A team at the University of Maryland have synthesized a mixed conducting nanocomposite sulfur electrode that consists of different nanoparticles with distinct properties of lithium storage capability, mechanical reinforcement, and ionic and electronic conductivities.

As described in a paper published in the ACS journal Nano Letters, the new nanocomposite serves as a mechanically robust and mixed conductive (ionic and electronic conductive) sulfur electrode for all-solid-state lithium–sulfur batteries (ASSLSBs). The team achieved a reversible capacity of 830 mAh/g (71% utilization of Li2S) at 50 mA/g for 60 cycles with a high rate performance at room temperature even at a high loading of Li2S (∼3.6 mg/cm2).

ASSLSBs have a number of conceptual advantages including the the inherent high energy of lithium−sulfur chemistry and the abundance of sulfur; improved safety by using nonflammable inorganic solid electrolyte; and the increase of energy efficiency due to the elimination of polysulfide shuttle.

Practically, however, ASSLSB performance is still far worse than liquid−electrolyte lithium−sulfur batteries in terms of sulfur utilization, cycling, and rate performances, even though sulfide-based solid electrolytes with ionic conductivity comparable to that of liquid electrolytes have been used, the UMD team noted. The poor performance of these ASSLSBs was related to two main challenges.

  1. Poor electronic and ionic conductivities of sulfur and its discharge products. Addressing this require that sulfure, Li2S, be uniformly distributed in a high and balanced ionic/electronic conducting matrix. Despite considerable engineering efforts, however, only limited improvement on enhancing the sulfur utilization and rate performance of these ASSLSBs has been achieved.

    … simply increasing the electronic conductivity cannot guarantee a high-performance ASSLSB because the charge/discharge of the electrode also requires the facile transport of lithium ions. As a matter of fact, the enabling of the facile ion transport is more critical in all-solid-state batteries since solid electrolytes are not infiltrative as liquid electrolytes.

    —Han et al.

  2. Huge stress within the sulfur electrode in the ASSLSBs because of the large volume change (76%) during lithiation/delithiation. Unlike the liquid electrolyte lithium−sulfur battery where the flowable liquid electrolyte infiltrated in the pores of electrodes (porosity ∼30 vol%) can accommodate the volume change, sulfur electrodes in ASSLSB typically consisted of a thick, dense composite of active material, solid electrolyte, and electronic conductive additives.

    The large volume changes of the sulfur electrode during lithiation/delithiation are constrained by the rigid solid electrolytes, resulting in a huge strain/stress at the electrode/electrolyte interface, leading to the formation of cracks within the active material.
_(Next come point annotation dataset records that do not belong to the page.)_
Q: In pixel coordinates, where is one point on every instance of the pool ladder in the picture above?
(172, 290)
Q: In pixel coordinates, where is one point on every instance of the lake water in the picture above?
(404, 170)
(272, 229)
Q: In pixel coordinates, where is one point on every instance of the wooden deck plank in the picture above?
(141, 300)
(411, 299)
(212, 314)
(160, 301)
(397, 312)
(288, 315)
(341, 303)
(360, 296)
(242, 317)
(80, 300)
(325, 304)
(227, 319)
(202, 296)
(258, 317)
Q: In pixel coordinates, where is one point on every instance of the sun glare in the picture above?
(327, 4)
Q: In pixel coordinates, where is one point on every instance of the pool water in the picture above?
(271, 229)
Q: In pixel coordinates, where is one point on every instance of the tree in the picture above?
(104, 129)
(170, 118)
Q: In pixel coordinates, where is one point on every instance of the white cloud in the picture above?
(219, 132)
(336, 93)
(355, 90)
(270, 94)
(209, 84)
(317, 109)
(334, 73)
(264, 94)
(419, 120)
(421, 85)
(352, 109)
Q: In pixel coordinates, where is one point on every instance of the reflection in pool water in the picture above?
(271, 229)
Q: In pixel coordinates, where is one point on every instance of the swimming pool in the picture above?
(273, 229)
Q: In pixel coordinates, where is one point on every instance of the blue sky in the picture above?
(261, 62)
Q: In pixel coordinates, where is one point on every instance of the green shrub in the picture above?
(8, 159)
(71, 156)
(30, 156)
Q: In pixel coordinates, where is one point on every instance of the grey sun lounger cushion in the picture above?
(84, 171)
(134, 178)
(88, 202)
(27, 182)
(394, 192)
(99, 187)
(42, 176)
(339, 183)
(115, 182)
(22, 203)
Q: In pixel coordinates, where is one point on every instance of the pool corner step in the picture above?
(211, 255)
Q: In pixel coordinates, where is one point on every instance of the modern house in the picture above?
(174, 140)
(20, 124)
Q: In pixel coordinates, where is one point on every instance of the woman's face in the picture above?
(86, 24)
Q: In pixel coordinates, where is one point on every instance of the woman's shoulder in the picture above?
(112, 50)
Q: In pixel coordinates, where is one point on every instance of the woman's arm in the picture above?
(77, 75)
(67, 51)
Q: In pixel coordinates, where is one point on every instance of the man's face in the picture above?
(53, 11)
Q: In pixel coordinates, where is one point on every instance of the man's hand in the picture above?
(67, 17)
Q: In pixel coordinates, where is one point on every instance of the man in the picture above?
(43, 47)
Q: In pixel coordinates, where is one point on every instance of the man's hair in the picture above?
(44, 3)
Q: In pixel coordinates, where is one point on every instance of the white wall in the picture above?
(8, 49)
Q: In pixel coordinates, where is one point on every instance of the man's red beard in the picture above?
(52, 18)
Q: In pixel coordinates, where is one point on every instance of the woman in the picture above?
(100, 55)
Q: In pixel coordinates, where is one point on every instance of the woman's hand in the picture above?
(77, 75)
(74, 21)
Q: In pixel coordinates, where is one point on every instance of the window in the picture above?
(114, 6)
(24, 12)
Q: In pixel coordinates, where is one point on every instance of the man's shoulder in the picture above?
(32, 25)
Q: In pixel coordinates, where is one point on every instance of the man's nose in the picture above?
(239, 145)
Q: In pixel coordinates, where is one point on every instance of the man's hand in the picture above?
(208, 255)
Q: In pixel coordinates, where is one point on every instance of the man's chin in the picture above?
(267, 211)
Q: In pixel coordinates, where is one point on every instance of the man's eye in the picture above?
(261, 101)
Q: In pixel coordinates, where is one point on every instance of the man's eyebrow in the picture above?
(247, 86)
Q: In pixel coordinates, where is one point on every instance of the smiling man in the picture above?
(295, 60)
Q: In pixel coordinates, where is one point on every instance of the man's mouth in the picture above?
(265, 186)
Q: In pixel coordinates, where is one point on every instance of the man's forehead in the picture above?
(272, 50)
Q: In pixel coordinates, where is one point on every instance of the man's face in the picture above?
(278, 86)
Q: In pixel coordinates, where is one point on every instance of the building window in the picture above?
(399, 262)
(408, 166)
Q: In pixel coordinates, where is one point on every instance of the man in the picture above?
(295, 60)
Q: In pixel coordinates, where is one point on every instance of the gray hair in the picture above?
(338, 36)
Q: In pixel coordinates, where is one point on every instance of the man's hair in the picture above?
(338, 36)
… the fabrication of a nanocomposite sulfur electrode is the most promising direction to achieve a high-performance ASSLSB based on the simultaneous improvement on the mechanical property, ionic conductivity and electronic conductivity of sulfur cathode. However, it is very challenging to synthesize a nanocomposite with uniform distribution of the three components (carbon, active material, solid electrolyte) at nanoscale.

—Han et al.

The UMD team addressed the challenge by dissolving Li2S as the active material; polyvinylpyrrolidone (PVP) as the carbon precursor; and Li6PS5Cl as the solid electrolyte in ethanol, followed by a coprecipitation and high-temperature carbonization process.

The result was Li2S active material and Li6PS5Cl solid electrolyte with a particle size of ∼4 nm uniformly confined in a nanoscale carbon matrix.

Master.img-001
Schematic illustration of the bottom-up synthesis of the mixed conducting Li2S nanocomposite. Credit: ACS, Han et al. Click to enlarge.

The resulting Li2S−Li6PS5Cl−C nanocomposite exhibited a 3 orders of magnitude increase in ionic conductivity compared to Li2S(from 10−9 S/cm of Li2S to 9.6 × 10−6 S/cm). Electronic conductivity increased from from 10−13 S/cm to 10−5 S/cm.

The simple approach offers a new pathway for large-scale production of the cathode material for high performance ASSLSBs. The result could also provide valuable guidelines to develop other mixed-conducive electrodes for all-solid state lithium batteries.

—Han et al.

Resources

  • Fudong Han, Jie Yue, Xiulin Fan, Tao Gao, Chao Luo, Zhaohui Ma, Liumin Suo, and Chunsheng Wang (2016) “High-Performance All-Solid-State Lithium–Sulfur Battery Enabled by a Mixed-Conductive Li2S Nanocomposite” Nano Letters doi: 10.1021/acs.nanolett.6b01754

Comments

Centurion

Only 60 cycles? Pufffffff.

HarveyD

Toyota and others have been working on this for the last 10+ years. More improvement is required to solve inherent problems with SS batteries.

gorr

With this technology so inneficient nobody want to buy an ev and as nobody buy evs than they can't build an ev electric recharger infrastructure and the poor taxpayer is funding all these crooked incompetants.